Beyond its convenience and deliciousness, this vegetable fried rice is surprisingly healthy. It’s packed with vegetables, providing essential vitamins and minerals. The brown rice (I often use brown for the added fiber) adds a good source of complex carbohydrates. It's a complete meal, and I feel good about serving it to my family knowing it’s both satisfying and nutritious.

I usually prep the vegetables earlier in the day or the night before, making the actual cooking process even faster. This is a lifesaver on busy weeknights. I simply chop everything and store it in airtight containers in the refrigerator. When dinner time rolls around, I just need to heat the oil, sauté the aromatics, and toss everything together – it’s truly that easy! It’s become a staple in our weekly meal rotation, and I know it will be a welcome addition to your kitchen as well.

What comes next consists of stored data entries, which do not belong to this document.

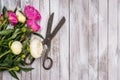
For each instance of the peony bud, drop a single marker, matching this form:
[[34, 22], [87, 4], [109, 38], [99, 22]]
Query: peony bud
[[16, 47], [36, 48], [12, 17], [20, 16]]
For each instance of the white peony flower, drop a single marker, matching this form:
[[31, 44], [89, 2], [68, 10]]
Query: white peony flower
[[16, 47], [36, 47], [21, 18]]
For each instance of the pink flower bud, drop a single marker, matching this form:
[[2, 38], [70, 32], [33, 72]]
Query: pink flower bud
[[32, 13], [12, 17], [33, 25]]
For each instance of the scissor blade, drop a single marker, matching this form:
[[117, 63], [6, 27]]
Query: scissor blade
[[62, 21], [49, 25]]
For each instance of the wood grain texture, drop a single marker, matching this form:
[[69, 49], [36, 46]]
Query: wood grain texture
[[79, 39], [118, 24], [55, 46], [112, 41], [64, 41], [103, 40], [88, 45], [93, 39]]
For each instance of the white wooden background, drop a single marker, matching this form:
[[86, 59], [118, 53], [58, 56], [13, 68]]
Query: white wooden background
[[88, 45]]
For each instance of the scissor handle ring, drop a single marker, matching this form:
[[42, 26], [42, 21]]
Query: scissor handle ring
[[31, 61], [51, 63]]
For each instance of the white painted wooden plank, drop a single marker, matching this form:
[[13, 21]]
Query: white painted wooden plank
[[79, 39], [103, 49], [64, 41], [55, 46], [44, 9], [118, 38], [93, 39], [1, 73], [112, 37]]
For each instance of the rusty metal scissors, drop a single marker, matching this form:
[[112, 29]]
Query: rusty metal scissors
[[47, 41]]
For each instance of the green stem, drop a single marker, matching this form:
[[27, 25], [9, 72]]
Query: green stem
[[4, 68], [5, 54]]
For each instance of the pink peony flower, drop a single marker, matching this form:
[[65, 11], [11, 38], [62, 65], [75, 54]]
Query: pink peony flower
[[33, 25], [12, 17], [32, 13]]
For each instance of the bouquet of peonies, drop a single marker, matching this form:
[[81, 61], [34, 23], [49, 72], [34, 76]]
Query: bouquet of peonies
[[16, 41]]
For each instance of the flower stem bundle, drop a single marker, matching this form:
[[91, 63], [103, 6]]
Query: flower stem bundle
[[16, 41]]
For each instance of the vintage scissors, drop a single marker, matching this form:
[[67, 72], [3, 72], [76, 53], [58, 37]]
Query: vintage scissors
[[47, 42]]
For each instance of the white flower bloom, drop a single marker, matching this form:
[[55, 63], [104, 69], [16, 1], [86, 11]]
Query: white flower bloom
[[36, 47], [16, 47], [21, 18]]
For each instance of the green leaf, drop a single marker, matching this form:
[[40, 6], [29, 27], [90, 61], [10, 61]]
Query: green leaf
[[26, 69], [38, 35], [8, 60], [4, 10], [13, 74], [6, 32]]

Another tip that makes this recipe extra special is to let the rice cool completely before adding it to the wok or pan. This helps prevent the rice from becoming mushy. And don't be afraid to experiment with different vegetables! Whatever is in season and looks appealing is fair game. The possibilities are endless, and that's one of the things I love most about this simple, yet versatile dish.

So, whether you're a busy professional, a stay-at-home mom, or simply someone looking for a quick and healthy weeknight meal, give this vegetable fried rice a try. You won't be disappointed! Its ease of preparation, delicious flavor, and nutritional value make it a perfect addition to any weeknight dinner routine.

Step-by-step

    • If using prepackaged cauliflower rice, you could use as is or pulse it in a food processor 4-5 times for finer consistency.
    • If making cauliflower rice from scratch, place cauliflower florets in a food processor and process until broken down to small pieces the size of rice. Drain excess moisture by placing the "rice" in a strainer lined with towels.
    • Heat 1 tablespoon sesame oil in a large non-stick skillet.
    • Sauté onion and white part of green onion until soft and translucent (approximately 5 minutes).
    • Add garlic and sauté until fragrant (about 30 seconds).
    • Add rice (and cauliflower rice if using), 1 tablespoon sesame oil, and stir well to break up clumps and coat with oil and onions (3-5 minutes until heated and soft). Stir constantly to prevent sticking.
    • If adding egg, create a well in the center, spray with cooking oil, and add lightly whisked eggs; scramble. (Alternatively, cook eggs separately and add later.)
    • Add vegetables, including green onion greens, and mix well with rice (approximately 1 minute).
    • Add tamari and vinegar. Mix well and sauté until vegetables are tender (about 5 minutes).
    • If rice is too dry, add 1-2 tablespoons water or vegetable broth.
    • Taste and adjust seasoning with salt, pepper, tamari, or rice wine vinegar as needed.